Civil affairs Soldier trades real estate for helping rebuild Iraq
July 15, 2009
BAGHDAD - One civil affairs Soldier serving in the Multi-National Division-Baghdad has traded selling homes in southern California for helping rebuild a country - a job he says motivates him to volunteer for future deployments.
Staff Sgt. Dionisio "Danny" Alcala, a civil affairs Soldier assigned to the 425th Civil Affairs Battalion, 364th Civil Affairs Brigade, 1st Cavalry Division, is approaching his 13th month in Iraq and says he hopes to stay here 18 months.
"Here I am, in my 12th month going on my 13th month and I still want to stay, because I truly believe in it," said Alcala.
Alcala, a resident of Los Angeles, served in the Army Reserve from 1994 to 2000 as an aviation mechanic. After his discharge from the Army, Alcala began working for his family's real estate business - a career he says he thought he would continue with through retirement. But he said he still missed being in uniform.

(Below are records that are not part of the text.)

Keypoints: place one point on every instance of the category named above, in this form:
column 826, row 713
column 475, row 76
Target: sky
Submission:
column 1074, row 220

"I finished in 2000 and got out, but I always kind of missed it. You miss the camaraderie of having different Soldiers around," Alcala said.
After the Sept. 11 terrorist attacks, Alcala said he was motivated to return to the Army. In retrospect, Alcala said he felt his six years in the Army Reserve was not enough and decided to enlist again after an 8-year break in service.

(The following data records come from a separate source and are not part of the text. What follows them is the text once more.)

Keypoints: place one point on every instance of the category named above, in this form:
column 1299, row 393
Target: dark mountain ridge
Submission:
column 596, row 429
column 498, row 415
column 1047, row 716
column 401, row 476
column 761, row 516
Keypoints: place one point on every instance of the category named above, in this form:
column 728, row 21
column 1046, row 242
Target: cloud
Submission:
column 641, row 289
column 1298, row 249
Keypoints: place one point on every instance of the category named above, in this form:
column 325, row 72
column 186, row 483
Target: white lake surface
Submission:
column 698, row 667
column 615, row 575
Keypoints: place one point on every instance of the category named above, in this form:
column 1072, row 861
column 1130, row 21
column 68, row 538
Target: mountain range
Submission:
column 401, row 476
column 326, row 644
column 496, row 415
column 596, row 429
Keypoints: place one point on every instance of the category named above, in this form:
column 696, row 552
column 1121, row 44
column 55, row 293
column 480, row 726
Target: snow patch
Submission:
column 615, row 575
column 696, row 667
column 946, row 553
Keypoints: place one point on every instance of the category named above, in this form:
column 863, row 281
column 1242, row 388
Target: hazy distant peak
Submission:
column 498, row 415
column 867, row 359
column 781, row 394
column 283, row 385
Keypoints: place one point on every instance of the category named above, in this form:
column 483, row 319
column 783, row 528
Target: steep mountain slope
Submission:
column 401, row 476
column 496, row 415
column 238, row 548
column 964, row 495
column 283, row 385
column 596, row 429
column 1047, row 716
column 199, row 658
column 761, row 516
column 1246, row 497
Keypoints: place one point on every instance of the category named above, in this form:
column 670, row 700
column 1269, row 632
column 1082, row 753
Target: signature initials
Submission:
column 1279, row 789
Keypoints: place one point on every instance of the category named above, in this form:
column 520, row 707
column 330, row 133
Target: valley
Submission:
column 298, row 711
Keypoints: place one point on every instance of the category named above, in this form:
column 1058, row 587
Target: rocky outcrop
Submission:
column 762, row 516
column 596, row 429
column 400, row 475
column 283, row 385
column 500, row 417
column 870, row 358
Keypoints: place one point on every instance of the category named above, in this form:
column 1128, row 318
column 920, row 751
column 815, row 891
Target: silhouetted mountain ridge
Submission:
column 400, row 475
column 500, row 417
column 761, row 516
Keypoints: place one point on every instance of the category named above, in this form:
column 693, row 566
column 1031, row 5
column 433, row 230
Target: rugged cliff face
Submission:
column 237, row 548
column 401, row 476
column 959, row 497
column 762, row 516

"I looked back and remembered being a Soldier and realized something was missing," Alcala said. "I didn't have a combat patch and I didn't deploy to serve my country."
Alcala said the move came as a surprise to his family.

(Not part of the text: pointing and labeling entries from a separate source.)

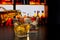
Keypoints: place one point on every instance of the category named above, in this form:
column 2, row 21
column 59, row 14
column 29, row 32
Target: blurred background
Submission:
column 14, row 13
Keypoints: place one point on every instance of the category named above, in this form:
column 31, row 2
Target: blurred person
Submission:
column 27, row 20
column 34, row 23
column 15, row 21
column 43, row 17
column 9, row 22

"I gave up a pretty good life. I don't even think my parents really understood why I came in," Alcala said. "I went from full civilian to mobilizing Soldier in a manner of 60 days."
Alcala said another inspiration for joining and volunteering to deploy was his love for freedom and a democratic society.
"California has a lot of free-thinking people and there is a lot of freedom," Alcala said. "Both of my parents are immigrants so the American ideal means a lot to me."
For Alcala, the fulfillment and the excitement of Army Civil Affairs is derived from working with his fellow Soldiers and mingling with the Iraqi people.
"In a way, you're a liaison between the military force and the local provincial force," Alcala said. "The one other thing I love about this job is, you're engulfed in the culture."
A self-described "people person," Alcala said his job allows him to work on relationships with the Iraqis to help bring peace and stability to the country. He quoted a Marine Corps general's summation of counterinsurgency operations in Afghanistan.
"If we're not eating a lot of goat and drinking a lot of chai, we are not working hard enough," Alcala said.
Alcala said his work with the Iraqi people will hopefully bring security and peace to the country. Despite the long hours and the physical and mental exhaustion, Alcala said he is creating irreplaceable memories in Iraq.
"I tell you, there are many mornings I wake up and wish I was back in Los Angeles at the beaches," Alcala said. "But I can look back and be proud of what I did; I can be proud of serving in Iraq."
Alcala is an individual Soldier, part of a small team, but his efforts and dedication will help bring peace for the Iraqis and rewards that couldn't be earned in his civilian job back in California.